Dr. Larisch: Diese Beziehungen müssen gepflegt und fortgeführt werden Unser Bischof wünscht, dass ich diese Sache weiter unterstütze. So begleite ich unsere Schüler zu Ihren jährlichen Jahrestagungen in Heppenheim und beteilige mich dort an Gesprächen und mit Vorträgen. Unsere Jugendlichen mit der Ackermann-Gemeinde vertraut zu machen, Ihre Diözese kennen zu lernen, Freundschaften zu schließen und zu pflegen, Themen zu bearbeiten, die Deutsche und Tschechen interessieren, die Möglichkeit, Deutschkenntnisse zu verbessern, hat einen hohen Stellenwert.

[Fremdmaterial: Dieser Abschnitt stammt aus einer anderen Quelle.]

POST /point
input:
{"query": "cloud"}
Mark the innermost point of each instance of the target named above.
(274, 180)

Das gegenseitige Kennenlernen ist unabdingbar, schon aus der Sicht der Vergangenheit, aber auch für unsere Zukunft in Europa

Schmiedbach: Könnten wir die Caritas noch weiter in unsere gemeinsame Arbeit einbeziehen?

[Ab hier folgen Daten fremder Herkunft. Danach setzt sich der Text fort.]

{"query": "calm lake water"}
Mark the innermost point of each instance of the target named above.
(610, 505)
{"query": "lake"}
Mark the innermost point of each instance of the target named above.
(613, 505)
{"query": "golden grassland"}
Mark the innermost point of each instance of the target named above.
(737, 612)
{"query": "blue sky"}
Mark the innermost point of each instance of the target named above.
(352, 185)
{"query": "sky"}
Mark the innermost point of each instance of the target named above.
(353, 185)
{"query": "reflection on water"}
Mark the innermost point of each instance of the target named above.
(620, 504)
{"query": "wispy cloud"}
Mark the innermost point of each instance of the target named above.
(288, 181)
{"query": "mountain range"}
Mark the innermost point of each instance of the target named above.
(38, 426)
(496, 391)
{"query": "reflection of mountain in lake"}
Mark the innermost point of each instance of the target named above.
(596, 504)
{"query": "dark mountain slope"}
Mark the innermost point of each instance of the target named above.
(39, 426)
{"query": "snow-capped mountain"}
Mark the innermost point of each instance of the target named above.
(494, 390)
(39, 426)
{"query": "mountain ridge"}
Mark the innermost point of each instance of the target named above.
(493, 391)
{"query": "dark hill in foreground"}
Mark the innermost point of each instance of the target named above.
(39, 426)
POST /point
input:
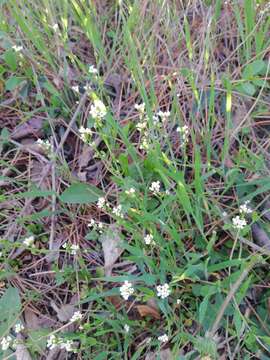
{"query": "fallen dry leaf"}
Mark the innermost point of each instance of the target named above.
(111, 249)
(30, 127)
(146, 310)
(21, 350)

Dr. Larisch: Hier sollten wir von einander lernen können. Wir sollten den Erfahrungsaustausch weiter vertiefen. Die Caritas hat in unseren beiden Diözesen eine große Bedeutung. Wir haben es auch nirgends leicht. Wenn wir Erfahrungen austauschen, kann das für beide Seiten nur von Nutzen sein.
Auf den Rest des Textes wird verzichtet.